1999 yılında sol, sosyalist ve demokrat çevrelerinin hazırladığı yerel yönetim programı iki başlık altında SOSYAL ve MEKÂN boyutunda ele alındı. Bilginin toplamsallaşması için Akhisar'ın tüm siyasi ve demokratik yapılarına dağıtılarak paylaşıldı.1999 seçimlerine az bir zaman kala dağıtılan program ve gelişen ulusalcı milliyetçi gelişmeler sayesinde seçim kazanıldı. 2004 seçimlerinde de bazı kişiler tarafından sahip çıkılması biraz da olsa beğeni kazanmıştı. Gerek ön seçime benzer eğilim yoklamasıyla belirlenen adayları, gerekse farklı çevrelerden etkilenerek insan ilişkilerinden kurulan diyalog beğenilmişti. 2004 seçiminde ise kimileri tarafından hazırlanan programdan beslenerek seçim kazanılmıştır. Ülkenin siyasi konjöktöründen dolayı gelişin rüzgârı da arkasına alan mevcut yerel yöneticiler iş başına geldi. 2001 krizi sonrası birike gelen sorunlarla karşı karşıya kalan yerel yöneticilerin ilk icraatları, şaşırtan çıkışlarla doğrudan demokratik yöntemleri benimsediler. Şehrimizin tüm mahallelerinde halkla yapılan toplantılar serisi ilk yıl doğruydu ikinci yıl unutulan, sonra da kent konseyine dönüştürülmeye çalışılan çalışma sonradan bürokratlar tarafından engellendi ve bitirildi. Sonrasında yönetme anlayışına uymayan doğrudan demokratik anlayış temsili demokratik yönteme ve daha sonrasında da muhafazakârlaşarak gerici bir anlayışa döndü.             

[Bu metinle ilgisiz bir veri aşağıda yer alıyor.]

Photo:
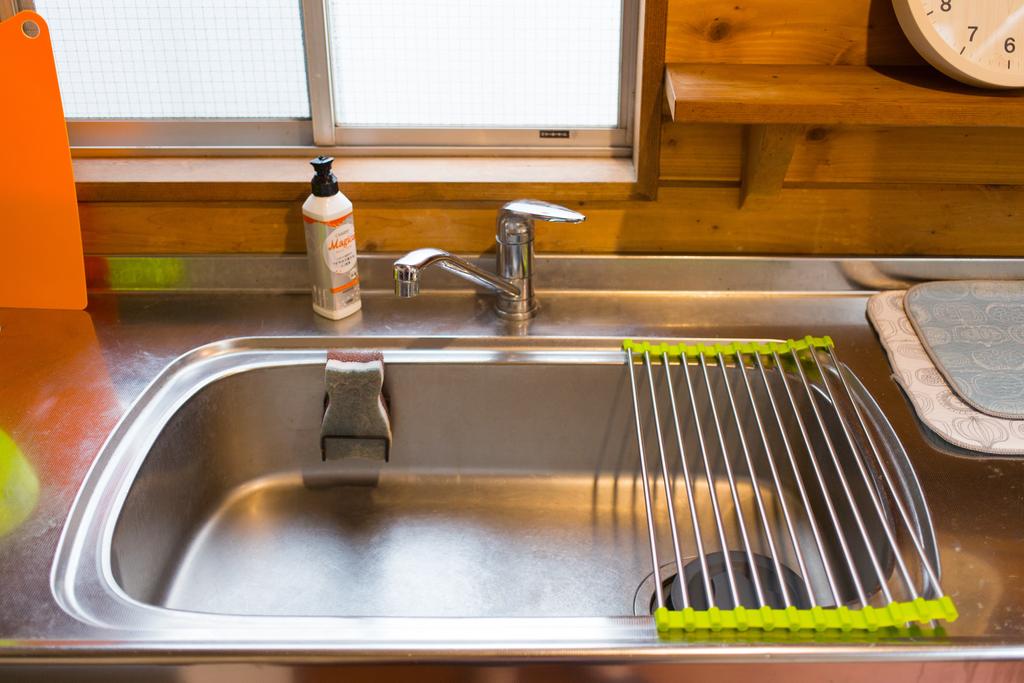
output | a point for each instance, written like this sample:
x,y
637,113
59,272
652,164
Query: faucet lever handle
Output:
x,y
536,210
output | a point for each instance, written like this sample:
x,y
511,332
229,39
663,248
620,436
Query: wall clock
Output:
x,y
980,42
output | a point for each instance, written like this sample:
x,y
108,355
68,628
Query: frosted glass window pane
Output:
x,y
178,58
502,63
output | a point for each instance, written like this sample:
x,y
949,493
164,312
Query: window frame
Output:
x,y
323,134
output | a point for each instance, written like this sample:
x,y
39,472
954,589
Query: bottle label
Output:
x,y
339,247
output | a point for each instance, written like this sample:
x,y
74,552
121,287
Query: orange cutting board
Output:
x,y
41,263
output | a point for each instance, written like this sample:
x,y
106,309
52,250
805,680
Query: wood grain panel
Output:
x,y
799,32
836,95
854,155
914,220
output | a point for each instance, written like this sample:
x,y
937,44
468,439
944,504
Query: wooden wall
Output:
x,y
848,190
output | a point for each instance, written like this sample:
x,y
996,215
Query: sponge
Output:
x,y
355,420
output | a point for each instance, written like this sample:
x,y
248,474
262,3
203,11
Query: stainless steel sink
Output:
x,y
513,491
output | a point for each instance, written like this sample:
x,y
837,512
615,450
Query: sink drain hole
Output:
x,y
741,570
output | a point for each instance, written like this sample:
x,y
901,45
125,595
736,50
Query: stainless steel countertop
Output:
x,y
68,377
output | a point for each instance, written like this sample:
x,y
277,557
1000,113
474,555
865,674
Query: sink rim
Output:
x,y
83,583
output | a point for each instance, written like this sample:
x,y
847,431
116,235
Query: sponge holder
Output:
x,y
799,389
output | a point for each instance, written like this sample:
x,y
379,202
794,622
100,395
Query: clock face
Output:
x,y
976,41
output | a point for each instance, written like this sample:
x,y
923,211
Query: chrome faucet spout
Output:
x,y
514,282
409,267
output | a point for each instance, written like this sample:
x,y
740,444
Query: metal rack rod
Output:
x,y
757,497
690,499
666,479
755,486
829,506
871,493
802,489
712,492
858,519
897,499
658,591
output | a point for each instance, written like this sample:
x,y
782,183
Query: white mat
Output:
x,y
937,406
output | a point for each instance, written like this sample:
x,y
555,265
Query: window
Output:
x,y
357,76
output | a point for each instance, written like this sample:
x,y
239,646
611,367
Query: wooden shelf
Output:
x,y
834,95
777,102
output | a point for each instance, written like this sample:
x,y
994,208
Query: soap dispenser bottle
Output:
x,y
331,245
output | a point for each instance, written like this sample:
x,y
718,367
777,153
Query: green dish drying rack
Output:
x,y
812,432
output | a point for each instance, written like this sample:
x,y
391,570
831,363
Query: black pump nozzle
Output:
x,y
325,182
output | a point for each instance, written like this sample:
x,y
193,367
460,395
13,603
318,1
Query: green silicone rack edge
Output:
x,y
676,351
894,614
919,610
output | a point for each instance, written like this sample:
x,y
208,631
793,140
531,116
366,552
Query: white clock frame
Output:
x,y
918,26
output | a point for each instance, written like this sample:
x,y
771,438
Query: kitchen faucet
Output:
x,y
514,282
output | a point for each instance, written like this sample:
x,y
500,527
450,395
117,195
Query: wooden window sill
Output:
x,y
374,179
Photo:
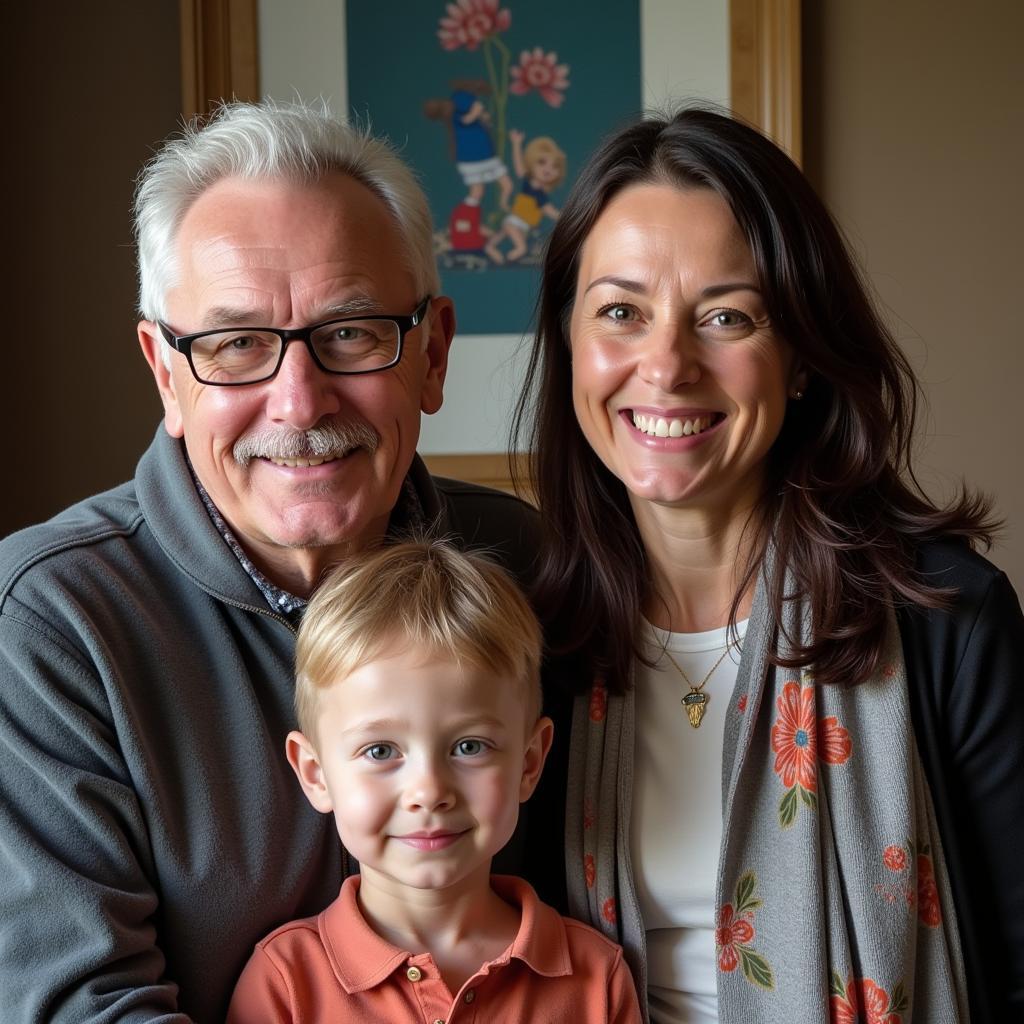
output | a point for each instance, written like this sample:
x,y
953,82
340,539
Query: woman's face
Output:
x,y
679,382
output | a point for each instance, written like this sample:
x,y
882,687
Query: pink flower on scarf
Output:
x,y
894,858
864,1001
731,932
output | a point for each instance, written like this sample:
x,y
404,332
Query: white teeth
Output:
x,y
656,426
300,463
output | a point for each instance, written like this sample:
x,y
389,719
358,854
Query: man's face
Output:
x,y
272,254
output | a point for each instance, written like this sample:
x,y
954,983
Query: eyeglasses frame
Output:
x,y
183,342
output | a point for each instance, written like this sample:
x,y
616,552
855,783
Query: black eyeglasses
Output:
x,y
251,354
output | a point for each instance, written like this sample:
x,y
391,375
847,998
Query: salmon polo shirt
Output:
x,y
334,968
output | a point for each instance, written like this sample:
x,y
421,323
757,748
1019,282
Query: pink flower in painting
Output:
x,y
468,23
894,858
541,71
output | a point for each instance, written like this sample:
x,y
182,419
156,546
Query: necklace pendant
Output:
x,y
695,704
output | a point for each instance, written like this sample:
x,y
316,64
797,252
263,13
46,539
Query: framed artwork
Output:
x,y
499,101
428,71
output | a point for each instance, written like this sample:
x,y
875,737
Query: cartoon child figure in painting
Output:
x,y
476,161
541,167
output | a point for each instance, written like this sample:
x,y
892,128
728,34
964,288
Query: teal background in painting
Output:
x,y
395,62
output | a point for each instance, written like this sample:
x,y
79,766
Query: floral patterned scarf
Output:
x,y
833,898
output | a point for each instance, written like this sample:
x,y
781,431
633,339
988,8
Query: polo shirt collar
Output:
x,y
361,960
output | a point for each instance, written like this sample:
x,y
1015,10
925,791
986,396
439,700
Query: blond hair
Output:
x,y
424,594
544,145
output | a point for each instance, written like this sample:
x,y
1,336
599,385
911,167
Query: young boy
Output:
x,y
418,698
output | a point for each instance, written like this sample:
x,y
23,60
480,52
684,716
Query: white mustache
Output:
x,y
326,440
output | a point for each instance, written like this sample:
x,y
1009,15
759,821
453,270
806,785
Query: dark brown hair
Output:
x,y
841,503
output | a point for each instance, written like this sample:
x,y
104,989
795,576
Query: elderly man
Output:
x,y
151,830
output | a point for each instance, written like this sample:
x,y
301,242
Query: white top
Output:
x,y
676,823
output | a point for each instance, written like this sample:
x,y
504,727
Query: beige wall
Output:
x,y
914,135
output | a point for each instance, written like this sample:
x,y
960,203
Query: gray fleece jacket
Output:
x,y
151,828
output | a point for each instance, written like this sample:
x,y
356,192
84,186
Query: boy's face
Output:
x,y
424,764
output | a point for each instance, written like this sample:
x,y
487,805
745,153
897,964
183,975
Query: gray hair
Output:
x,y
269,141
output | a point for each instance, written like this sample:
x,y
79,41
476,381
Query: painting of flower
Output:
x,y
542,72
496,104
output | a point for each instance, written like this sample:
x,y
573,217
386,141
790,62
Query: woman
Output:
x,y
795,780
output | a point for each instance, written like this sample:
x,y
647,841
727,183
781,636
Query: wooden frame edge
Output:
x,y
765,82
219,53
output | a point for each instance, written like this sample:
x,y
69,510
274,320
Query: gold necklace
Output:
x,y
695,701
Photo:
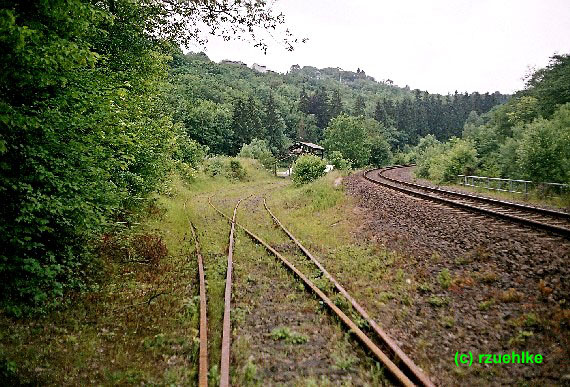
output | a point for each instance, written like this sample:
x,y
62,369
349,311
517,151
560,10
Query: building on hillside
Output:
x,y
259,68
236,62
300,148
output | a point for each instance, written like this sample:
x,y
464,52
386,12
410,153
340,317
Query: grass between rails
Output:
x,y
533,198
141,325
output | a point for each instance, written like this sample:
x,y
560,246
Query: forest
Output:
x,y
526,138
99,105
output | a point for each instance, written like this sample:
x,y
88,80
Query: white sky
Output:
x,y
435,45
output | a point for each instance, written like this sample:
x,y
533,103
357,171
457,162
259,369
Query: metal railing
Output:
x,y
513,185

            Akhisar'ımızın demokrat yapısı; ne kadar temsili demokratik yapıya ve muhafazakârlığa izin verirse versin, yöneticilerin etkilediği kültürel yapıya ayak uydurmayı zorlaştırır. Yani Akhisar'daki sağ muhafazakâr yapı Akhisar'ın çok kültürlü yapısından etkilenir ve baskı altında kalır. Değiştirmeye çalışırsa kendisi yok olur. Bunun tersini Erzurum şehri için de düşüne biliriz. Onun için AKP'nin yerel yöneticileri takiye yaparak geldiği noktadan geriye dönmek istemektedir. Ümmetçi yapısı çalma akılla önce doğrudan demokrasi yutturmasıyla sonradan da temsili demokrasi şimdi oligarşiye (Oligarşi, sadece belirli bir zümrenin bir ülkeyi veya yereli yönetmesiyle ortaya çıkan yönetim biçimidir.) dönüşmüştür. Oligarşi yönetimi görülenlerle mi yönetiliyor? Yoksa arkada farklı yönetenler mi var? Görülen oligarşinin masum yüzü çalma akılla çıkmaz sokağa girersiniz. Beslenmek İhtiyacı hissederseniz üreten akıllara döndüğünde asla affedilmezsiniz ve defedilirsiniz. Üretilenler ezilen halklar için üretildi. Kişisel çıkar için ve küçük bir zümrenin çıkarı için değil. Üretenlerin doğrudan demokrasi anlayışı oluştukça halkımız kendi kendini yönetir duruma gelir ve kimseye ihtiyaç duymaz. Halkımızın demokrasi anlayışı olmadığından temsili demokrasinize izin verir ama oligarşiye asla izin vermez. Solcular, sosyalistler ve devrimciler karşılıksız üretkendirler. Yürekleri gönülleri çok zengindir.
Sizlerin maddi zenginlikleri yetmez onlara. Yaşasın ezilenlerin ve emeğin örgütlü mücadelesi.